According to reports, Yoshio Watanabe, a professor of electrical engineering at Kanagawa University, states that many Japanese companies have outsourced research, development and engineering overseas in the last twenty years.
The same source states that science, math and engineering are unpopular fields of study for Japanese students.
One theory regarding the decline in interest in science in advanced countries states:
“Highly developed countries in science and technology tend to face the problem that science literacy declines. This is because, in highly developed countries, outcomes of science and technology
become a “Black-box” and it's difficult to understand the mechanism behind the phenomenon”.
In an interview in 1998, Professor Ryoichi Ito, the President of The Japan Society of Applied Physics described his view of the “black box” problem:
“I think the reason is quite simple; we are surrounded by “black-box” technology. For example, when you open up a traditional watch you can see the cogs moving around; but nothing moves in modern watches. The fact that a television produces a moving image is taken for granted. In the days of the vacuum tube, if you opened up a radio you could see glowing valves and could see something “working”. These days, equipment is all solid state and it is not possible even to begin to imagine how it might function. The only things that you can still see working are bicycles. It’s becoming almost impossible to carry out basic repair to a car by yourself.

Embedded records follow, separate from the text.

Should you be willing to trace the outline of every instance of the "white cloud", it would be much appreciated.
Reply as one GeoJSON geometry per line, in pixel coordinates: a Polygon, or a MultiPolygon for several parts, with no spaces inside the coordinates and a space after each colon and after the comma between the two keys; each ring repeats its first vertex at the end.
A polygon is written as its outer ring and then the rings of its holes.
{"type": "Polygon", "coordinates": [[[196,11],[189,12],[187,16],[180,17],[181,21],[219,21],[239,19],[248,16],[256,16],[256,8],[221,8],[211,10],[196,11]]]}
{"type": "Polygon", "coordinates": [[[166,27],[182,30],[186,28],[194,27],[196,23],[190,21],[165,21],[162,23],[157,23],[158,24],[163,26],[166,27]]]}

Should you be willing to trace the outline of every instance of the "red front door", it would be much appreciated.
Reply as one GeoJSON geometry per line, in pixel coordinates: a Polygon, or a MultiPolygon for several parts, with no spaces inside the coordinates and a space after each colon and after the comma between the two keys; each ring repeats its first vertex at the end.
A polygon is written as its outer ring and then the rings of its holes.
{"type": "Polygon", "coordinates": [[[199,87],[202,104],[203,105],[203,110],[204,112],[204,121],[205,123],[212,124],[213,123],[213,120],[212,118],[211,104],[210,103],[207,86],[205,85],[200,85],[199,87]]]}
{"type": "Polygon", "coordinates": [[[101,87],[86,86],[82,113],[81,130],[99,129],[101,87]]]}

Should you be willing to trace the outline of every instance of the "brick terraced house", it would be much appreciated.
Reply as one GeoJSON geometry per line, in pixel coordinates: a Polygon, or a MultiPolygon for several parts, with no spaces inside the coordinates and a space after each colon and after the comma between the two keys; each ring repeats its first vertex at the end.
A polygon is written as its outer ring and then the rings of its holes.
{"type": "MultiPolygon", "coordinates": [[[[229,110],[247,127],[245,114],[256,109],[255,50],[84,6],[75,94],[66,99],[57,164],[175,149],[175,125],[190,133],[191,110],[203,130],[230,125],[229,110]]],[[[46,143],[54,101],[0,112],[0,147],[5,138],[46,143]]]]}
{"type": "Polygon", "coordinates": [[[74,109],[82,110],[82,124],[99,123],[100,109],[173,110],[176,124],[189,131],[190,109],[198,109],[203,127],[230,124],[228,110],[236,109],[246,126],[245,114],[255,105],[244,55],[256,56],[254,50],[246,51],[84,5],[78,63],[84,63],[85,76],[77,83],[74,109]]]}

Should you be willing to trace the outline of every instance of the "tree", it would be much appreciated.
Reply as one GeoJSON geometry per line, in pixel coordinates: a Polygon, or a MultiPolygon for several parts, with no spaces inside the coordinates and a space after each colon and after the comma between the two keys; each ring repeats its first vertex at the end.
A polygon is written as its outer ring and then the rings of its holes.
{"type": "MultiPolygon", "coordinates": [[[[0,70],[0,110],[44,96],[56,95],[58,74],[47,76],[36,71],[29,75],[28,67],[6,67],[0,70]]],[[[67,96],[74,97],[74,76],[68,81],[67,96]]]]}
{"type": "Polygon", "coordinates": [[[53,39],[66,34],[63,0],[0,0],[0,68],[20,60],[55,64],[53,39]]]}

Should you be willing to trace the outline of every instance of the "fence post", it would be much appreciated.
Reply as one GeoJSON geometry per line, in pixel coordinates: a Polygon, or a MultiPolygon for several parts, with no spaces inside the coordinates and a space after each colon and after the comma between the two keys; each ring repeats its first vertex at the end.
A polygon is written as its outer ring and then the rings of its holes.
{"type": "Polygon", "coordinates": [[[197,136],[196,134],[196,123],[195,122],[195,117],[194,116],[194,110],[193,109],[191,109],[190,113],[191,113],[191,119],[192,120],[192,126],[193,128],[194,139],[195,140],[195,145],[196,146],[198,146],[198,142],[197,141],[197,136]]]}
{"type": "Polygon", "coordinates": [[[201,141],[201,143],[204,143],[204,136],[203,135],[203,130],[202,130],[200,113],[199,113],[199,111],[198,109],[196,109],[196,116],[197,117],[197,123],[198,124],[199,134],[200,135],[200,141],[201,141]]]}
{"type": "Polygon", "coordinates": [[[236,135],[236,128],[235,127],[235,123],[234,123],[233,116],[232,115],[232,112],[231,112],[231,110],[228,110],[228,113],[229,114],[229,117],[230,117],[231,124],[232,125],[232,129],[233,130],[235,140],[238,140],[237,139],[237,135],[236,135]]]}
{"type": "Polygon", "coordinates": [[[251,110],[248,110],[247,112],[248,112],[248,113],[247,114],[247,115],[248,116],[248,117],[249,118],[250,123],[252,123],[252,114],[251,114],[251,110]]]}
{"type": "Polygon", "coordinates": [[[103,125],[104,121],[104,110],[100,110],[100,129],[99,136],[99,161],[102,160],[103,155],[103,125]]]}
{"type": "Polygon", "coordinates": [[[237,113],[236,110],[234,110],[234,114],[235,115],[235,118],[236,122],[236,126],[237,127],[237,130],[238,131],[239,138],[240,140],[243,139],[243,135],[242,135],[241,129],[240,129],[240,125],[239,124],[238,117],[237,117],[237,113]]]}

Q: Have you noticed any differences in the students who are entering your university nowadays?
Professor Ito: Yes, there have been many changes in the type of students we teach. One characteristic is that most of them have never carried out any experiments. They’ve never soldered joints or used tools to build equipment-or even repaired a bicycle. It’s very difficult to teach them how to carry out experiments. They have never experienced that “small electric shock” that many people used to receive. when playing with electrical equipment. They don’t have a feeling for what electricity is and how to use it in practice.”
This theory is doubtless partially correct.
A more likely cause of decline of interest in science is that scientific research organizations become large and bureaucratic; slow to absorb new ideas and methods. The application of scientific advancements becomes the domain of multinational corporations and government, which suppress innovations that are not produced within their organizational systems. Students in their later teens can observe this and choose other, more rewarding career paths.
The NY Times reported in July 2010 that “large Japanese companies are increasingly outsourcing and sending white-collar operations to China and Southeast Asia, where doing business costs less than in Japan.” However, the Times reports,
“Japanese outsourcers are hiring Japanese workers to do the jobs overseas — and paying them considerably less than if they were working in Japan. Japanese outsourcers like Transcosmos and Masterpiece have set up call centers, data-entry offices and technical support operations staffed by Japanese workers in cities like Bangkok, Beijing, Hong Kong and Taipei.”
Japan is shipping both jobs and people overseas. Per a 2004 JETRO report (pdf):
It will likely turn out to have been a policy mistake for Japanese companies to have shifted production overseas.